But is this statistic correct?
“The general idea that a few people are engaged in a lot of problem behavior and criminal behavior makes a lot of sense and would be consistent with what we see with a lot of other types of crime,” Adam Lankford, an associate professor of criminology and criminal justice at the University of Alabama told AL.com.
And his statement holds up; according to one study conducted by the Centre for Ethics, Law and Mental Health in 2013, “a majority of violent crimes are perpetrated by a small number of persistent violent offenders.” A more recent study by the Crime Prevention Research Center also concluded that 2 percent of counties in the nation make up 52 percent of murders throughout the nation; Mobile county was included in that statistic.
The thought process is consistent with data found by criminologists. However, according to Politifact, Hightower was basing his remark on research from the Mobile County district attorney’s office which found that, “of the 65,000 students in the district, only 1,500 students were responsible for 75 to 80 percent of serious school infractions. The district attorney then cross-referenced the students with home addresses to identify 1,200 households.”
Hightower’s point is compatible with available data from several sources, but he failed to correctly describe it.
Crime rates in Mobile have been significantly declining over the past ten years.
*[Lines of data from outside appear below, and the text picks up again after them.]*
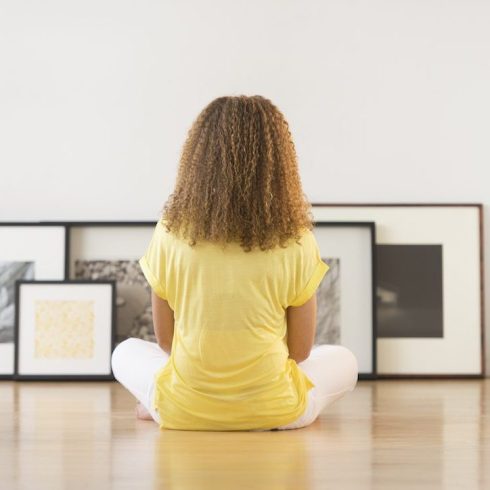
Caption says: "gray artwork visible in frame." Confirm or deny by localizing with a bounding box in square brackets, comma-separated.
[315, 257, 341, 345]
[376, 244, 443, 338]
[0, 261, 34, 343]
[75, 260, 156, 344]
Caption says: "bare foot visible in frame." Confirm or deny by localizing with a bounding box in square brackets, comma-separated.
[135, 402, 153, 420]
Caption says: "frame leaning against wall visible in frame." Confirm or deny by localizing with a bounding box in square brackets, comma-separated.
[14, 280, 115, 381]
[312, 203, 485, 378]
[313, 220, 377, 379]
[44, 220, 158, 347]
[0, 221, 67, 380]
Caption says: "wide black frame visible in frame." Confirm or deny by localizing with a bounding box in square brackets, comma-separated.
[0, 221, 68, 381]
[13, 279, 116, 381]
[313, 220, 378, 380]
[311, 202, 488, 380]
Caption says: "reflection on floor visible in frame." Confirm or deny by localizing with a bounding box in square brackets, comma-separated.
[0, 380, 490, 490]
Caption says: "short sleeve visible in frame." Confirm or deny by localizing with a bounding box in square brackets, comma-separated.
[138, 221, 167, 300]
[289, 230, 330, 306]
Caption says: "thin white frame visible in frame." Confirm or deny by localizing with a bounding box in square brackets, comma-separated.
[0, 222, 67, 379]
[14, 280, 116, 381]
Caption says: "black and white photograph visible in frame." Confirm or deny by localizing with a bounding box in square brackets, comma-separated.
[61, 221, 156, 345]
[376, 244, 444, 338]
[0, 262, 34, 343]
[313, 220, 377, 379]
[74, 260, 156, 343]
[313, 203, 485, 377]
[315, 257, 342, 345]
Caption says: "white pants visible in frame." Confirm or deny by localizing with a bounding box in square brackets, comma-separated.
[111, 338, 358, 432]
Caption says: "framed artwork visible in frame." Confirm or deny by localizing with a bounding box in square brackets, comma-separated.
[14, 279, 115, 380]
[312, 203, 484, 377]
[313, 221, 376, 379]
[0, 222, 66, 379]
[42, 221, 156, 345]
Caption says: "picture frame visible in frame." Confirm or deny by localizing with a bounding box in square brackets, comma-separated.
[0, 221, 67, 379]
[313, 221, 376, 379]
[14, 280, 116, 381]
[312, 203, 485, 378]
[44, 221, 157, 346]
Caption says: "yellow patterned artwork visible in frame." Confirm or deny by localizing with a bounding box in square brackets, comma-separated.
[34, 300, 95, 359]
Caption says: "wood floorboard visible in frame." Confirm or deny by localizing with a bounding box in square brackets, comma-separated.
[0, 379, 490, 490]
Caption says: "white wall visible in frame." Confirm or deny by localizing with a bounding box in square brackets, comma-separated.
[0, 0, 490, 373]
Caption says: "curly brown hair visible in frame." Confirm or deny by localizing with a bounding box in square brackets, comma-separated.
[161, 95, 314, 252]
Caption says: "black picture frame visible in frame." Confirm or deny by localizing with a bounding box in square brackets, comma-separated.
[312, 202, 485, 379]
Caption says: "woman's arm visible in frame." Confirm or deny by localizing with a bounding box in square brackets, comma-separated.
[286, 294, 317, 363]
[151, 290, 174, 354]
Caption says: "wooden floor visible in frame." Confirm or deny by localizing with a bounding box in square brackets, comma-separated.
[0, 380, 490, 490]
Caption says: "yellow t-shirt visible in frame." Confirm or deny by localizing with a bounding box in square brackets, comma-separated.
[139, 220, 329, 430]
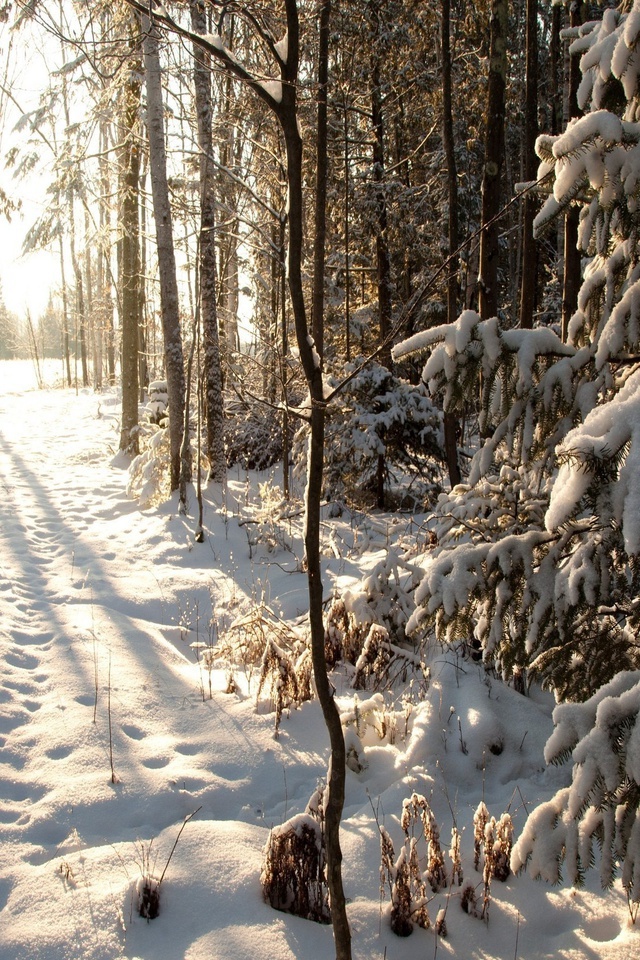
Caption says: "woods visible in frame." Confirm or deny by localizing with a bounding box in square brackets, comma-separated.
[0, 0, 640, 960]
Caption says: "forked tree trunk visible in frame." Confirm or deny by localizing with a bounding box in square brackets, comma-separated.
[128, 0, 351, 960]
[562, 3, 585, 342]
[119, 31, 142, 454]
[142, 15, 185, 490]
[520, 0, 538, 330]
[190, 0, 227, 483]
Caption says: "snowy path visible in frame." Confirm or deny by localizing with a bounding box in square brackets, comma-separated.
[0, 380, 640, 960]
[0, 392, 330, 960]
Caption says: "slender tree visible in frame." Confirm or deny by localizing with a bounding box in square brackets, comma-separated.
[441, 0, 462, 487]
[142, 14, 187, 490]
[190, 0, 226, 483]
[478, 0, 509, 319]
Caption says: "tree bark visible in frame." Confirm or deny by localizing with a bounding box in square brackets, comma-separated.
[190, 0, 227, 483]
[562, 3, 585, 343]
[122, 0, 351, 960]
[371, 0, 392, 370]
[142, 15, 185, 490]
[478, 0, 509, 320]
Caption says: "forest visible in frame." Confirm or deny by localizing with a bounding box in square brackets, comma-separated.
[0, 0, 640, 960]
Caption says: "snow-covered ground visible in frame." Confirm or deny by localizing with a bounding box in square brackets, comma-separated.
[0, 362, 640, 960]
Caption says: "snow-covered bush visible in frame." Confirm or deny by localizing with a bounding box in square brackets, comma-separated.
[294, 357, 444, 504]
[395, 2, 640, 700]
[224, 402, 293, 470]
[127, 420, 171, 507]
[380, 792, 452, 937]
[256, 636, 312, 738]
[325, 590, 429, 690]
[511, 671, 640, 919]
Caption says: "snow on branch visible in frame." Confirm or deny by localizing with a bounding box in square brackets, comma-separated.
[511, 671, 640, 915]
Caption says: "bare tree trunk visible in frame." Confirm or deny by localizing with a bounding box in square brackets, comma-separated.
[520, 0, 538, 329]
[190, 0, 227, 483]
[119, 32, 142, 454]
[441, 0, 462, 487]
[562, 3, 585, 342]
[371, 0, 392, 370]
[142, 15, 189, 490]
[478, 0, 509, 320]
[128, 0, 351, 960]
[311, 0, 331, 359]
[58, 234, 71, 387]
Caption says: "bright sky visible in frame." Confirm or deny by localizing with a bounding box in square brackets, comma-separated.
[0, 15, 59, 316]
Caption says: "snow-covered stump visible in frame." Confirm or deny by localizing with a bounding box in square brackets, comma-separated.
[260, 808, 331, 923]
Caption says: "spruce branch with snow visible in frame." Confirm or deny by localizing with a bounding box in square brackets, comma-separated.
[395, 2, 640, 700]
[511, 671, 640, 919]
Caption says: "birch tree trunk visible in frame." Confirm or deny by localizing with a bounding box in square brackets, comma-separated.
[190, 0, 227, 483]
[119, 33, 141, 455]
[520, 0, 538, 329]
[441, 0, 462, 487]
[478, 0, 509, 320]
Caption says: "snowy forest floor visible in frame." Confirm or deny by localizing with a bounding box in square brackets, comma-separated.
[0, 362, 640, 960]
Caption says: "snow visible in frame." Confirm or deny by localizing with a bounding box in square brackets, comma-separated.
[0, 362, 640, 960]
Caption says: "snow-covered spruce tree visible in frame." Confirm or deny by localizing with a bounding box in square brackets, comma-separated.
[511, 670, 640, 921]
[395, 0, 640, 700]
[293, 357, 443, 503]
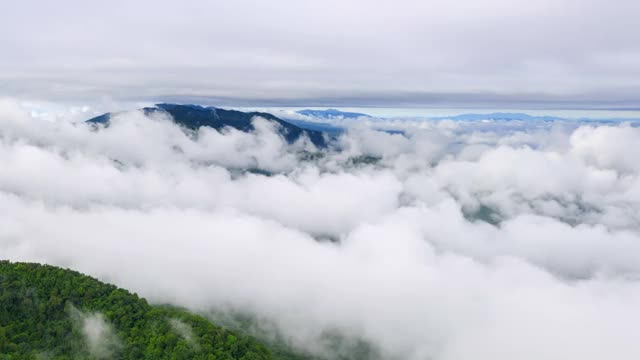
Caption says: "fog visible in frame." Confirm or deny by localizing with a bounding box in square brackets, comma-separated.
[0, 100, 640, 360]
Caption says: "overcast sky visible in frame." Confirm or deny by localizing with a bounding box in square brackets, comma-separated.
[0, 0, 640, 109]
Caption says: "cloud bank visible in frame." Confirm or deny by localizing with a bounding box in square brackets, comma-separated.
[0, 0, 640, 110]
[0, 97, 640, 360]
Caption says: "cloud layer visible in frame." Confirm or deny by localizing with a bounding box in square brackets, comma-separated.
[0, 97, 640, 360]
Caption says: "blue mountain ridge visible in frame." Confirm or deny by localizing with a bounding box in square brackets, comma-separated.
[296, 109, 371, 119]
[86, 103, 328, 148]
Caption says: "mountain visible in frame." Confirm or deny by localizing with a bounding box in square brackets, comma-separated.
[296, 109, 371, 119]
[431, 112, 562, 121]
[0, 261, 312, 360]
[87, 104, 327, 148]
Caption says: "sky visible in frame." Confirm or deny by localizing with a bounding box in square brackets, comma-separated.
[0, 0, 640, 110]
[0, 99, 640, 360]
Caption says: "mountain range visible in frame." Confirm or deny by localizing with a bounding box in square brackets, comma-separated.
[87, 103, 328, 148]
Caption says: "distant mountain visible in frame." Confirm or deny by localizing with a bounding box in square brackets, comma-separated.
[296, 109, 371, 119]
[431, 112, 563, 121]
[87, 104, 327, 148]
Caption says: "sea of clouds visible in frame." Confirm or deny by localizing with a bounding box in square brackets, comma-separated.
[0, 100, 640, 360]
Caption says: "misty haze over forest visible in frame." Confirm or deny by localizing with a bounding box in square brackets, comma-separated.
[0, 0, 640, 360]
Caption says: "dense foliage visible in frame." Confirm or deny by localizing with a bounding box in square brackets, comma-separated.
[0, 261, 273, 360]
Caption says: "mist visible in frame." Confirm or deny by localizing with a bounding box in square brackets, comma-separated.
[0, 99, 640, 360]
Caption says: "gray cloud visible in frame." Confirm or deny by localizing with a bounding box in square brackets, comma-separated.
[0, 0, 640, 108]
[0, 101, 640, 360]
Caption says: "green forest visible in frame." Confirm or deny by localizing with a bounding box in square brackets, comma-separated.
[0, 261, 310, 360]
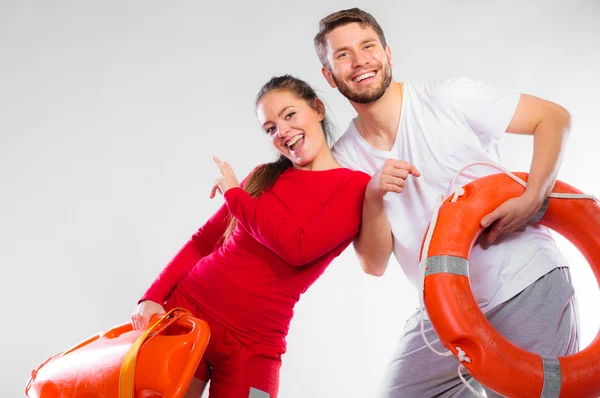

In 2006, there were approximately 17,000 crimes compared to only 13,407 in 2014, but according to the Mobile Police Department, crimes in the first three months of 2017 and 2018 are trending higher than the first three months of 2015 and 2016.
Although crime rates overall have been trending down, the county’s violent crime rate is on the rise.
Mobile County experienced a total of 61 homicides in 2016, compared to 34 homicides in 2006; and when you compare the first three months of 2017 and 2018, the number of rapes in the county are on track to hit the 120 mark this year, compared to 89 in 2016.